Off-The-Job Training Concerns Still Holding Back Apprenticeship Starts
04 Apr 2018
Published in: Member News
The Association of Employment and Learning Providers has raised concerns that the off-the-job training requirement is reducing the number of apprenticeship starts
Apprenticeship capacity will be permanently lost unless the government is able to address provider's concerns over off-the-job training, the chief executive of the Association of Employment and Learning Providers, Mark Dawe, has said.
As part of the government's apprenticeship reforms, new standards mean there is now a requirement for 20 per cent off-the-job training.
Writing in the AELP newsletter, Mark Dawe said providers he has spoken to are now "desperate" for greater clarification and has urged the Department for Education to help.

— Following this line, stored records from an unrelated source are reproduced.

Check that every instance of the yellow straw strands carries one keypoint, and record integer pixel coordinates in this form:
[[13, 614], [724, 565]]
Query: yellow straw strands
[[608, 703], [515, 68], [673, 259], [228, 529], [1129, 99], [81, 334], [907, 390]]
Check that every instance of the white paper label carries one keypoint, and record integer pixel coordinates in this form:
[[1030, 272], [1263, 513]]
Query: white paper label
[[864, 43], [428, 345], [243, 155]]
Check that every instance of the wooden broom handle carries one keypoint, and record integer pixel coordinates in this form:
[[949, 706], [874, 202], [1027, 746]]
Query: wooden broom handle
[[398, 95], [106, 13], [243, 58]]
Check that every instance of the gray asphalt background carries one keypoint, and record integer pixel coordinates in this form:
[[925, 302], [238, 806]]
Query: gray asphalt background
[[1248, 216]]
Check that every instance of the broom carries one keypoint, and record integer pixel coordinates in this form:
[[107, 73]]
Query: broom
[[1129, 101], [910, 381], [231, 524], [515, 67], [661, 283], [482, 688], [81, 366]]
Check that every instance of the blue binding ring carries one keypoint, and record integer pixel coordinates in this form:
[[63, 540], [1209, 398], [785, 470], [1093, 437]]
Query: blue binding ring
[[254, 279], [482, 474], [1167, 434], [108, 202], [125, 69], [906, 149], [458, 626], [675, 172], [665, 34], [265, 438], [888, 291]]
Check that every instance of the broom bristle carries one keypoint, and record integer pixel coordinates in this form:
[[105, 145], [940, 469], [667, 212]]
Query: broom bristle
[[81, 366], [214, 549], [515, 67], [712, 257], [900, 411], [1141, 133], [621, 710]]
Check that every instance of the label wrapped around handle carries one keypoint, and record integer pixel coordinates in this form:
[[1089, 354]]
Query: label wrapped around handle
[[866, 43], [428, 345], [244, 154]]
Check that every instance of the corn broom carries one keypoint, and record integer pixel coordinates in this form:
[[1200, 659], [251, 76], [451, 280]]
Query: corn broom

"It is this uncertainty that is leading to starts being delayed, where employers are saying that without clarity, they refuse to start apprentices - they don't want the risk of criticism or challenge form the government's agencies," Dawe said.
"Off-the-job training is still the biggy - even the NHS is saying it is not workable, so hopefully that will be a little closer to home for [skills minister Anne Milton] and she can have a chat with her ex-colleagues about the reality of it and how it affects all levels."
Anne Milton worked as a district nurse for 25 years before becoming an MP.
"Let's get practical and sort out some of the core problems," Dawe added. "Ripping a livelihood away from hundreds of loyal providers, preventing good-quality training and development on the ground, imposing yet more funding rules that make it harder for providers to offer what employers want - it's time to sort things out, DfE.
"I hear comments that not many providers are actually going bust, but what we are seeing is fundamental restructuring within providers. Capacity is being lost every week as providers drop unworkable standards and underfunded frameworks - this capacity will be permanently lost and no one else seems to be aware or care."
A spokesperson for the DfE pointed to guidance on apprenticeship off-the-job training the department published last June. "It sets out how employers and training providers should meet the 20 per cent off-the-job training requirement for apprentices, with some best practice examples. This is part of our apprenticeship changes to improve the quality of apprenticeships for all," they added.